En los más o menos veinte años que llevo en esto de la reflexión sobre los medios hay dos palabras que periodistas, tertulianos, ponentes y conferenciantes, sacan invariablemente a pasear cuando se trata de contrarrestar la argumentación negativa sobre el funcionamiento y, sobre todo, los efectos de la televisión: demonizar y apocalíptico. Te las arrojan como un conjuro que invalida instantáneamente cualquier opinión crítica como nacida de la visceralidad, la irreflexión, el tópico, el mito y/o el miedo. Es lo que los estudiosos de la retórica política denominan estrategia de la división que consiste en colocar al rival la etiqueta de lo que la mayoría rechaza y posicionar el propio mensaje en el extremo opuesto de modo que así, queda automáticamente demonizado el supuesto demonizador.

  El programador de la televisión basura, adula diciendo que el telespectador no es tonto y que es él el que manda en la programación eligiendo los programas con más audiencia en una expresión pura de democracia de las mayorías.

El periodista y el profesional del medio se escudan en el socorrido “no hay que matar al mensajero” que se limita ser testigo fiel de lo que pasa.

 El teórico de la comunicación pone a caldo al medio sin remisión en sus libros, pero se apresura a desmarcarse en público de los que llama despreciativamente intelectuales “cejas altas” diciendo que la tele, por supuesto, no tiene la culpa de todo y que, en todo caso es algo “que está ahí”, “no se puede negar la realidad”, “hay que vivir en el mundo” y, en definitiva, hay que aprender a convivir con ella. Cualquier cosa antes que demonizarla.
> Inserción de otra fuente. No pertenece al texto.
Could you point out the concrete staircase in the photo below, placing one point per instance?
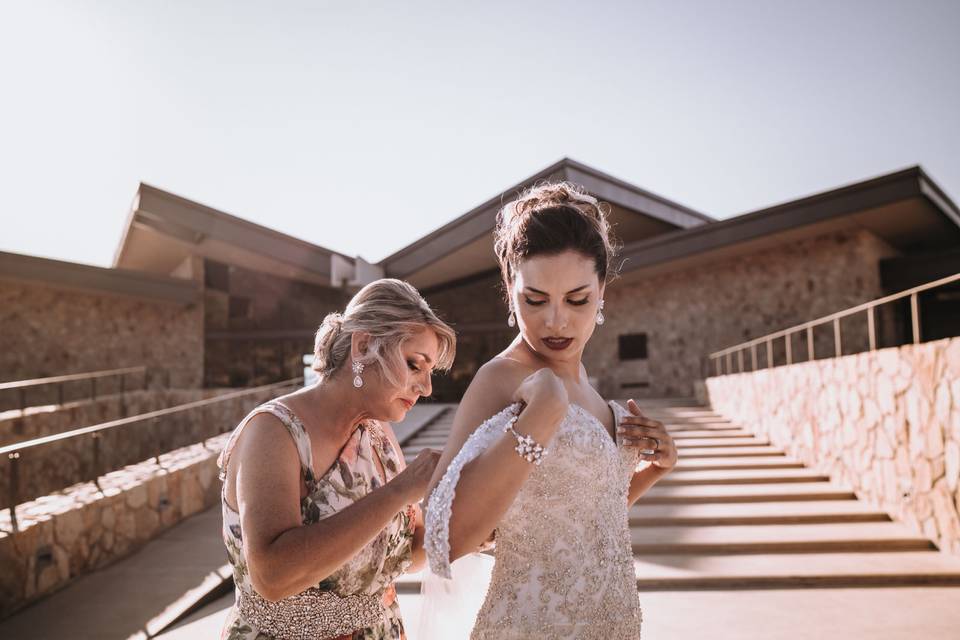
(738, 513)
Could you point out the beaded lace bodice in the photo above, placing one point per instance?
(564, 562)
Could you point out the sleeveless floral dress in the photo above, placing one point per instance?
(356, 602)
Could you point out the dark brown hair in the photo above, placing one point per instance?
(551, 218)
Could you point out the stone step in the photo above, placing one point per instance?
(823, 570)
(713, 443)
(730, 452)
(857, 537)
(755, 513)
(682, 413)
(779, 570)
(739, 476)
(686, 434)
(687, 464)
(714, 424)
(800, 491)
(427, 441)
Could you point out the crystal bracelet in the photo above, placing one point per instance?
(528, 448)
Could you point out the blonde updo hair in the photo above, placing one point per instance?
(551, 218)
(390, 311)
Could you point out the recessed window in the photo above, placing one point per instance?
(633, 346)
(217, 275)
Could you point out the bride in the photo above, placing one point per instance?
(551, 475)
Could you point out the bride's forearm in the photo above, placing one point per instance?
(419, 554)
(489, 484)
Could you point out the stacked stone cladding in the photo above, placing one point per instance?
(687, 314)
(51, 467)
(49, 331)
(886, 423)
(70, 533)
(285, 313)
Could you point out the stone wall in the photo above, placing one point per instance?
(886, 423)
(50, 331)
(51, 467)
(688, 314)
(258, 326)
(37, 422)
(62, 536)
(477, 312)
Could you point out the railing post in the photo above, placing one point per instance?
(838, 348)
(14, 488)
(915, 317)
(155, 437)
(95, 466)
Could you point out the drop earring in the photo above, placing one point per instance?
(357, 370)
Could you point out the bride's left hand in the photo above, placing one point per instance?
(647, 434)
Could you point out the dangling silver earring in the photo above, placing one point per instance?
(357, 370)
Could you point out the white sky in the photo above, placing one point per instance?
(362, 126)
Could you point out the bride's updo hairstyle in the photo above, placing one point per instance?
(390, 311)
(551, 218)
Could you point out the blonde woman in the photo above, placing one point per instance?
(319, 513)
(551, 475)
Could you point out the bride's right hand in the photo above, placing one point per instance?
(543, 391)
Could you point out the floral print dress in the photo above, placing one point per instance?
(362, 589)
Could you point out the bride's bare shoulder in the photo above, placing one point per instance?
(491, 390)
(500, 376)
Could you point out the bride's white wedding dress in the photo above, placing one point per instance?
(564, 561)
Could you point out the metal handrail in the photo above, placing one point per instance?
(717, 356)
(22, 385)
(13, 451)
(69, 377)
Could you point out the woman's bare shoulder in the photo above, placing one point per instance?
(490, 391)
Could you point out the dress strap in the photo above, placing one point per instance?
(293, 426)
(440, 504)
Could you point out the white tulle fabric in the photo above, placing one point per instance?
(440, 505)
(564, 562)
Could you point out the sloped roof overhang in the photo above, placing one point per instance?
(81, 277)
(164, 229)
(905, 208)
(465, 232)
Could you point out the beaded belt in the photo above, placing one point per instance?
(310, 615)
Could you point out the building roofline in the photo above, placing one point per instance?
(566, 168)
(818, 207)
(225, 228)
(73, 275)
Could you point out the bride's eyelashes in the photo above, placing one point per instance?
(537, 303)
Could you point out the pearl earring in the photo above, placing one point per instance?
(357, 370)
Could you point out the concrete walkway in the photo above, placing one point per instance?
(739, 543)
(138, 596)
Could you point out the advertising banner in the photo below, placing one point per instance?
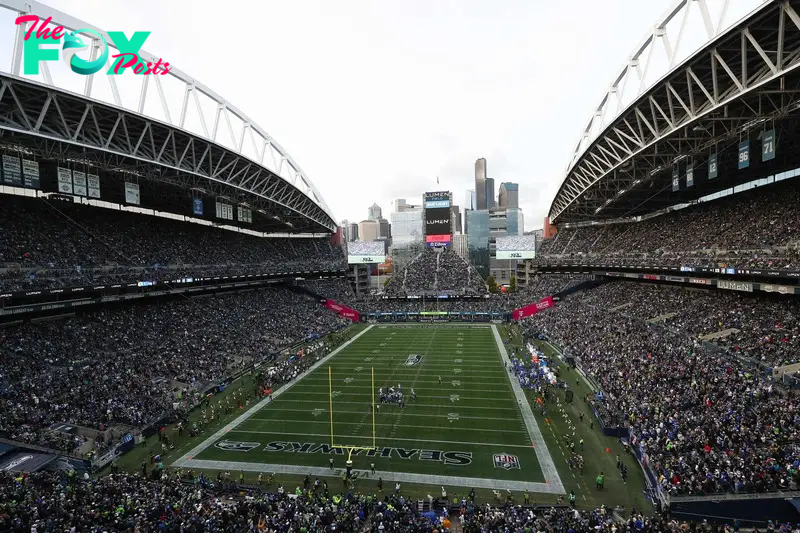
(516, 247)
(343, 311)
(366, 252)
(532, 309)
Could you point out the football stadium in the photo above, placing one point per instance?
(191, 340)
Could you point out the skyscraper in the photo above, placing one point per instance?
(374, 212)
(480, 183)
(368, 230)
(490, 198)
(509, 195)
(469, 199)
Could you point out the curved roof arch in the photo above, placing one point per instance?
(175, 98)
(685, 28)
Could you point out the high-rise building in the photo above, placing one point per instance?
(503, 223)
(374, 212)
(352, 232)
(509, 195)
(461, 246)
(455, 219)
(349, 231)
(401, 206)
(368, 230)
(384, 229)
(478, 239)
(480, 184)
(407, 228)
(491, 201)
(469, 199)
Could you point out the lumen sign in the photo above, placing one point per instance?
(40, 32)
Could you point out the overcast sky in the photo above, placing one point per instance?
(375, 99)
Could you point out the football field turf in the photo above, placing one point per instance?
(474, 429)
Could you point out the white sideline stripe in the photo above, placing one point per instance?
(425, 479)
(327, 423)
(260, 405)
(395, 412)
(385, 439)
(447, 406)
(413, 402)
(445, 380)
(464, 387)
(542, 452)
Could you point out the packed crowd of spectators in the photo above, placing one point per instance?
(120, 365)
(339, 290)
(172, 501)
(707, 421)
(437, 270)
(51, 243)
(763, 328)
(706, 234)
(183, 501)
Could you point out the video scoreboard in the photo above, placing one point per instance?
(366, 252)
(438, 223)
(516, 247)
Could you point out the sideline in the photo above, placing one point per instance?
(184, 461)
(540, 447)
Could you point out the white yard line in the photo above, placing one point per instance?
(542, 452)
(426, 479)
(388, 439)
(260, 405)
(482, 430)
(393, 412)
(420, 404)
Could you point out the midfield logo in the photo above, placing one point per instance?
(413, 359)
(506, 461)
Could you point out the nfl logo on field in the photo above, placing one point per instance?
(504, 460)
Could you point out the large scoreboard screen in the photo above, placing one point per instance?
(437, 221)
(438, 226)
(519, 247)
(366, 252)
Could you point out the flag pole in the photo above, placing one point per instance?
(330, 399)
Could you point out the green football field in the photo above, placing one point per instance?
(470, 425)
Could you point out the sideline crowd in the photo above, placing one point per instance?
(123, 365)
(705, 234)
(45, 502)
(707, 421)
(49, 244)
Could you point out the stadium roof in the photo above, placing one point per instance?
(168, 129)
(740, 84)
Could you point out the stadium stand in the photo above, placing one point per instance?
(436, 271)
(180, 501)
(339, 289)
(123, 365)
(707, 421)
(706, 233)
(51, 243)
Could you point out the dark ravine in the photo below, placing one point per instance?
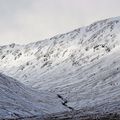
(64, 102)
(73, 116)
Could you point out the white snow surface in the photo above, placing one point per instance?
(18, 101)
(83, 65)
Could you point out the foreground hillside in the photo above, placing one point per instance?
(18, 101)
(81, 67)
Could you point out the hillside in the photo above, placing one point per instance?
(18, 101)
(82, 66)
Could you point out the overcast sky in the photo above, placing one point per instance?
(24, 21)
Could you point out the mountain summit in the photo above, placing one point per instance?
(82, 66)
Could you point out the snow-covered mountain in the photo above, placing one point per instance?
(82, 66)
(18, 101)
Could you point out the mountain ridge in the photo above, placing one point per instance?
(82, 65)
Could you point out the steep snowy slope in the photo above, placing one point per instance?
(82, 66)
(16, 100)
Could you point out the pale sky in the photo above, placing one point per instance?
(25, 21)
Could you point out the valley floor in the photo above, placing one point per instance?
(74, 115)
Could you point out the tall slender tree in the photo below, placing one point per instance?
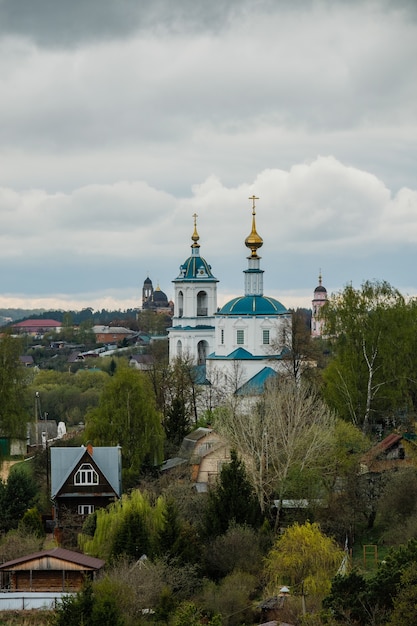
(13, 417)
(127, 416)
(372, 331)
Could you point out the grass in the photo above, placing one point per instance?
(26, 618)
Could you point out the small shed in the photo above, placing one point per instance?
(49, 570)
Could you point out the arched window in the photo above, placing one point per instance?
(202, 304)
(180, 304)
(86, 475)
(202, 352)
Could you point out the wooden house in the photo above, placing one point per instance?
(388, 454)
(49, 570)
(205, 452)
(84, 479)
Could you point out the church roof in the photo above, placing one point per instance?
(256, 384)
(253, 305)
(195, 268)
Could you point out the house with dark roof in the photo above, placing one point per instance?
(84, 479)
(388, 454)
(36, 327)
(204, 452)
(55, 570)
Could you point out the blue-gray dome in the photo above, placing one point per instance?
(195, 268)
(253, 305)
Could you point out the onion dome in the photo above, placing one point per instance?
(253, 241)
(195, 267)
(159, 297)
(252, 305)
(320, 288)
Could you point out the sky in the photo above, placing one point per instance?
(121, 119)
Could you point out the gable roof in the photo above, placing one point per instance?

 Mis propios compañeros de asociación me remiten a una conferencia que dio a nivel interno uno de nuestros consejeros y estrategas en la que afirmaba más o menos que “aquel directivo o activista al que no le guste la televisión, debería dimitir de su cargo o función en una asociación de telespectadores”. Se trata no sólo de ser bueno, sino de parecerlo. O simplemente de caer bien, siguiendo los pasos de aquel que rezaba: “Señor haz que los malos se hagan buenos y que los buenos se hagan simpáticos”.

 De esta manera, para evitar la demonización, para tener buena imagen, nos mantenemos arrinconados en los exorcismos del “amo la televisión, sin embargo…”, o “la televisión es un medio maravilloso, pero…” o también, el muy socorrido “la televisión no es ni buena ni mala, todo depende del uso que hagamos de ella”… Y la limitación de la autocensura que vigila cuidadosamente cada palabra, cada adjetivo, para poder seguir perteneciendo al cielo de los angelicales integrados nos reduce muchas veces al silencio cómplice en las mesas redondas y en los debates radiofónicos y televisivos.

Pero estoy ya cansado de intentar ser simpático. La tele no lo es. Ni sus efectos. Al pan, pan y al vino, vino. Y a la televisión, crítica clara y dura. No demonización, sino argumentos.

Vean televisión, no la consuman o serán consumidos por ella.